PALU, theopini.id – Digitalisasi sistem pembayaran dinilai membuka peluang lebih besar bagi pelaku Usaha Mikro, Kecil, dan Menengah (UMKM) di Sulawesi Tengah untuk memperluas pasar, sekaligus mengakses layanan keuangan yang semakin beragam.
Wakil Gubernur (Wagub) Sulawesi Tengah dr. Reny A. Lamadjido mengatakan, transaksi digital tidak hanya menawarkan kemudahan pembayaran, tetapi juga membantu pelaku usaha menata pencatatan transaksi dan membangun aktivitas bisnis yang lebih efisien.
“Saya sangat mengapresiasi digitalisasi sistem pembayaran, termasuk perluasan penggunaan pembayaran digital di Sulawesi Tengah dan di dunia usaha,” ujar Reny saat menghadiri Posalia Sulteng Digifest bertema Akselerasi Ekonomi Daerah dan Digitalisasi untuk Pertumbuhan Berkelanjutan di Kota Palu, Selasa, 11 Agustus 2026.
Menurutnya, sistem pembayaran digital yang cepat, mudah, aman dan efisien dapat menjadi bagian penting dalam mendorong pertumbuhan ekonomi daerah.
Bagi UMKM, kata dia, penerapan pembayaran digital memberikan sejumlah manfaat, mulai dari pencatatan transaksi yang lebih tertata hingga peluang memperluas jangkauan pasar.
Digitalisasi juga dinilai dapat membuka akses pelaku usaha terhadap berbagai layanan keuangan yang sebelumnya lebih sulit dijangkau. Dengan transaksi yang tercatat secara digital, pelaku UMKM memiliki data aktivitas usaha yang lebih terstruktur.
Karena itu, Reny mendorong pelaku usaha di Sulawesi Tengah tidak hanya mengikuti perkembangan teknologi, tetapi juga meningkatkan kemampuan dalam memanfaatkan berbagai layanan keuangan digital.
“Kita ingin membangun ekonomi digital yang cepat, tetapi aman, dan modern,” tegasnya.
Ia berharap, perkembangan ekosistem pembayaran digital dapat melahirkan lebih banyak inovasi dan model usaha baru di Sulawesi Tengah.

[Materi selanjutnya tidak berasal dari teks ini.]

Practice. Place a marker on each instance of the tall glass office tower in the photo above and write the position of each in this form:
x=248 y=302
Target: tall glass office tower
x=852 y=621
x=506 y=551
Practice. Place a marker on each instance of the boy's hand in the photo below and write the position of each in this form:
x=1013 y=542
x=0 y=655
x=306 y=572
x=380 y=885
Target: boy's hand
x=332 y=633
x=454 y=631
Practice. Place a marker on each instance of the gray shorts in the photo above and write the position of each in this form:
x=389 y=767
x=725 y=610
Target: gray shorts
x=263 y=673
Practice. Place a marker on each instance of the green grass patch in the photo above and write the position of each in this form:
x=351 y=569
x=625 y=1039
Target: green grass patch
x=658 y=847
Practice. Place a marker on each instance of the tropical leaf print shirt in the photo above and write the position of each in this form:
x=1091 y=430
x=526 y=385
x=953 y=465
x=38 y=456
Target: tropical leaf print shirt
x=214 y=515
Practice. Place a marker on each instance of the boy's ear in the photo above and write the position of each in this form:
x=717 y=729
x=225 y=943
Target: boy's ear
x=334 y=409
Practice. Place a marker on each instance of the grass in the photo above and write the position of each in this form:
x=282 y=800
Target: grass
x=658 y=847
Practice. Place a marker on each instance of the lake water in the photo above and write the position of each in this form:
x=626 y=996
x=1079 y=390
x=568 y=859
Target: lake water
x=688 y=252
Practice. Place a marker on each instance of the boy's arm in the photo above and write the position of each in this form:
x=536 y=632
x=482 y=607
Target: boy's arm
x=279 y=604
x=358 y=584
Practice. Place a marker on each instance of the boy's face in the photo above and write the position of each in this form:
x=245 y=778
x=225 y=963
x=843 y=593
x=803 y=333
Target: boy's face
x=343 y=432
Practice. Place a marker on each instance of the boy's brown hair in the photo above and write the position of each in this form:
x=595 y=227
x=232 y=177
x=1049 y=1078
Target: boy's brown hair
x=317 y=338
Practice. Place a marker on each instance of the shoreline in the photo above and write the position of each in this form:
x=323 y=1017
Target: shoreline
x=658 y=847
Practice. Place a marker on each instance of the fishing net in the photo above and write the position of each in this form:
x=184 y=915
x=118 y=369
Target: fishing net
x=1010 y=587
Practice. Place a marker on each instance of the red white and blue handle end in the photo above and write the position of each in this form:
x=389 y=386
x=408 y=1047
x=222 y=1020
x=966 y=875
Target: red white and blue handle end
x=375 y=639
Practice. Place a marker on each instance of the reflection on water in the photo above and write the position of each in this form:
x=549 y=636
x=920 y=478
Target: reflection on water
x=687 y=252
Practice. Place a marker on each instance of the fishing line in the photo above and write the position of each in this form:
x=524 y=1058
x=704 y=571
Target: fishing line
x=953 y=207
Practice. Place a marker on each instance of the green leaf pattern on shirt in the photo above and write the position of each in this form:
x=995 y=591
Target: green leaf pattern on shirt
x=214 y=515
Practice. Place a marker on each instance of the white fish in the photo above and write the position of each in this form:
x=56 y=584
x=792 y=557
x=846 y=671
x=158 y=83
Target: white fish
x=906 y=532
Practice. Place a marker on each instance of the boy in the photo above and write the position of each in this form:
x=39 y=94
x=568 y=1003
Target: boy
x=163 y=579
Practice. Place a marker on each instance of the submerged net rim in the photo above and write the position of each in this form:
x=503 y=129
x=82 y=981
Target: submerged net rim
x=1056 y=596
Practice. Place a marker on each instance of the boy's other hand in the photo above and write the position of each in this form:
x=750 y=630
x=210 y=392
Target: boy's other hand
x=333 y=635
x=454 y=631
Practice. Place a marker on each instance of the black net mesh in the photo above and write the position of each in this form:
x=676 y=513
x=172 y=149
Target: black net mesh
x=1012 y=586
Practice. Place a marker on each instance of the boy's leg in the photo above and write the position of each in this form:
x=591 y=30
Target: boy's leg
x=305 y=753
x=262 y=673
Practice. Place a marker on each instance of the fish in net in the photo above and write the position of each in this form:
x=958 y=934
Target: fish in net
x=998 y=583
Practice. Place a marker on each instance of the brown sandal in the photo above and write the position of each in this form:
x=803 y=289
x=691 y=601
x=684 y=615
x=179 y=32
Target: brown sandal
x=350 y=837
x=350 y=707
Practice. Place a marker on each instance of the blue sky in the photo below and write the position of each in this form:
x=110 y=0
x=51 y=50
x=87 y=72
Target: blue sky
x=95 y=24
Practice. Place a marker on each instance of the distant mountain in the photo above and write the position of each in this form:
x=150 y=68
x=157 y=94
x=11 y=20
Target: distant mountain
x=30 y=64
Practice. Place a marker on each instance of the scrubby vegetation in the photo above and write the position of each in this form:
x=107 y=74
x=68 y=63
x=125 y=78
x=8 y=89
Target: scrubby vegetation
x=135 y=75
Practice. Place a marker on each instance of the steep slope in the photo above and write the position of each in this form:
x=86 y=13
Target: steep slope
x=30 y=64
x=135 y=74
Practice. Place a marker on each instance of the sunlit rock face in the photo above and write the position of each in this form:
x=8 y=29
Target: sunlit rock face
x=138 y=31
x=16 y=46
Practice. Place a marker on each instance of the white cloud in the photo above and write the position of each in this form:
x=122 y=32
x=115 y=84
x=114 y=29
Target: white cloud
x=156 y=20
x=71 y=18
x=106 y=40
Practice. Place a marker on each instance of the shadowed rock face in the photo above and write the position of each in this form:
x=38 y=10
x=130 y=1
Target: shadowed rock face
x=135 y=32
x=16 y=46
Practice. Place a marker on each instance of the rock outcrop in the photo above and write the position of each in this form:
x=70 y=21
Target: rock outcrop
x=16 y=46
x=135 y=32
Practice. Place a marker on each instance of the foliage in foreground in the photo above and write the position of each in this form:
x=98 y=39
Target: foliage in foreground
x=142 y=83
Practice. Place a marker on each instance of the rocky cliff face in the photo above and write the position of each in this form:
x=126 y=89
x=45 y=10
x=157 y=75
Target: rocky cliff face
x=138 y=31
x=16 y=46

Menurutnya, transformasi digital harus diarahkan agar memberikan manfaat nyata bagi masyarakat dan pelaku usaha.
Ia juga berharap Posalia Sulteng Digifest tidak berhenti sebagai ajang pengenalan teknologi pembayaran, tetapi menjadi ruang untuk mempertemukan pelaku usaha, pemerintah, perbankan dan berbagai pihak dalam membangun jejaring ekonomi digital.
Kegiatan tersebut turut dihadiri Anggota Komisi XI DPR RI Muhidin Mohamad Said, Wakil Bupati Donggala Taufik M. Burhan, Deputi Gubernur Bank Indonesia Aida S. Budiman, Kepala Perwakilan Bank Indonesia Provinsi Sulawesi Tengah Muhamad Irfan Sukarna serta sejumlah kepala OPD terkait.
Melalui penguatan digitalisasi pembayaran, Pemerintah Provinsi Sulawesi Tengah berharap, UMKM semakin adaptif terhadap perkembangan teknologi sekaligus mampu memanfaatkan ekosistem digital untuk meningkatkan skala usaha dan berkontribusi terhadap pertumbuhan ekonomi daerah.